Step 5: Stay positive
We talked a lot during the next few hours as we waited. Re-lived the day a bit. Identified a few key moments where we should have turned around. Talked about life, grad school, was I going to quit? Sure. These are the experiences that make you realize what you want, I thought. 20 minutes later. Nah, these are the experiences that make you realize you need to be a more active participant in your life and stop making excuses why things are so hard. Slow down, pay attention to the details, and maybe you find yourself up a metaphorical mountain with your arms around wrapped around your buddy singing “99 bottles of beer on the wall.”
We really did sing that. I think we got down to 64 before we gave up.
We got a text from S&R, they were at the trailhead. I quickly responded and got a text back 30 minutes later. Uh oh. delay. We figured out our 30 minute delay and the team was heading up the mountain by 9pm.
The snow was falling, but help was on the way. We had our flashlights ready and took a few practice blows into our whistles as we waited with smiles.
My phone wasn’t in much better shape. I think the storm blocked off what little reception I was getting.
So we waited. And it got colder. And we waited. And my foot started to go numb. And we blew whistles. And we waited. And we flashed our flashlights. And we waited. And we got a text saying they were halfway there and setting up a relay camp.
But we never lost hope. We started making plans for when the sun came up. It was only a few hours away. The snow would have built up enough by then and we could plod our way out. We planned.
Finally, after 9 hours of waiting under a tree, our rescuers appeared; Armed with hot chocolate, Clif bars, fresh socks, ice axes, and crampons.
They were a great team. Knowing our potential fragile mental state, they lauded us with praise for everything that we had done right since we decided to stop. They didn’t mention the laundry list of missteps along the way. They knew we knew.
One of them had to warm my foot up with his body heat as I couldn’t really move it when they arrived. It didn’t appear frost bitten, just almost frozen. After warming up our cores with the best hot chocolate ever, we had to stand to get in our crampons and get off the mountains.
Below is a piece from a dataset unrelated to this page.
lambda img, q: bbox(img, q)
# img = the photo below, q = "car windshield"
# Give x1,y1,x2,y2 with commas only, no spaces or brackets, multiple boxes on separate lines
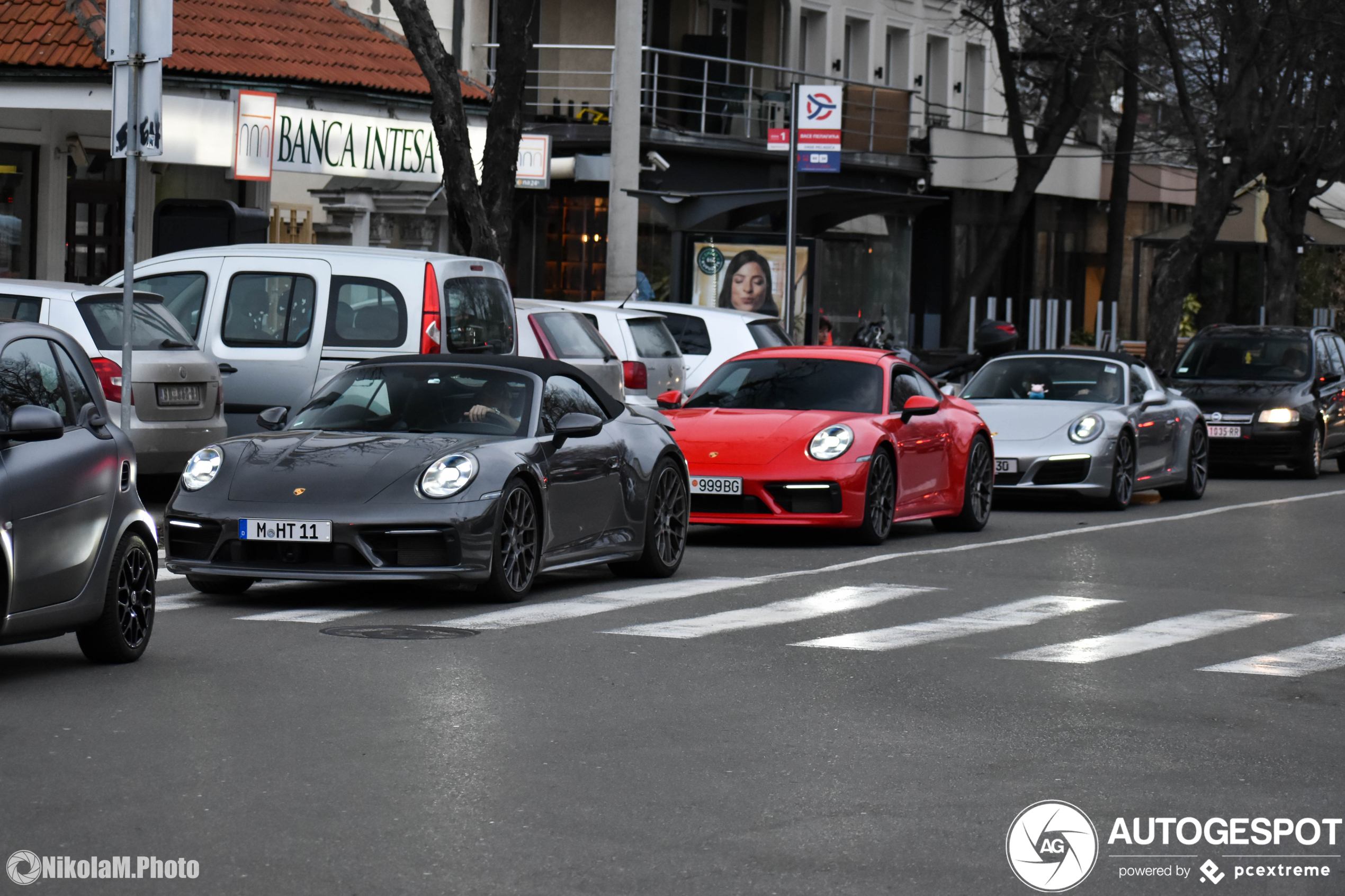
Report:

Our bones and muscles cracked and stretched after spending 9 hours wrapped in each other’s arms. I think I had pulled my groin from shivering for the last few hours. Through the aches and pains,the adrenaline of not dying today got us on our feet and moving again.
We moved along the ice in crampons like feet in the dirt. It made me shake my head in disgust. We were cruising through what seemed like 6″ of snow that had fallen since we stopped.
The team had a GPS so we were able to quickly navigate back to the trail even in the snowy darkness.
After we reached the trail and were warmed up through exertion, we started quizzing the team on the search process. They said the lights were helpful once they got close, but the whistle was disorienting. Each blow ricocheted off the canyon walls and was dampened by the snow so they couldn’t figure out the direction it was coming from. So much for that Margaret Adams.
After a mile or so we met up with the B team and they checked us for frostbite and general awareness. By this time I was feeling great, the freedom of tomorrow plastered across the smile on my face.
We got down to the parking lot around 5am. Almost 24 hours after we had left the previous morning. We thanked everyone who was there, filled out some paperwork, and headed off to the closest restaurant to have the best meal of our lives.
As we settled in to our third cup of coffee, the adrenaline was wearing off and the reality of the situation started sinking in a little deeper. It was still raining outside. Snowing up above.
If I had to have the experience I did (which I didn’t), I was happy to have shared it with Benny. We were able to work together to keep ourselves mentally and physically stable throughout the night. No sense of panic ever arose. No doubts were ever spoken.
We left in silence and drove home with our thoughts. A day of sleep was followed by an evening of beers with friends who were even more dear to us than when we departed.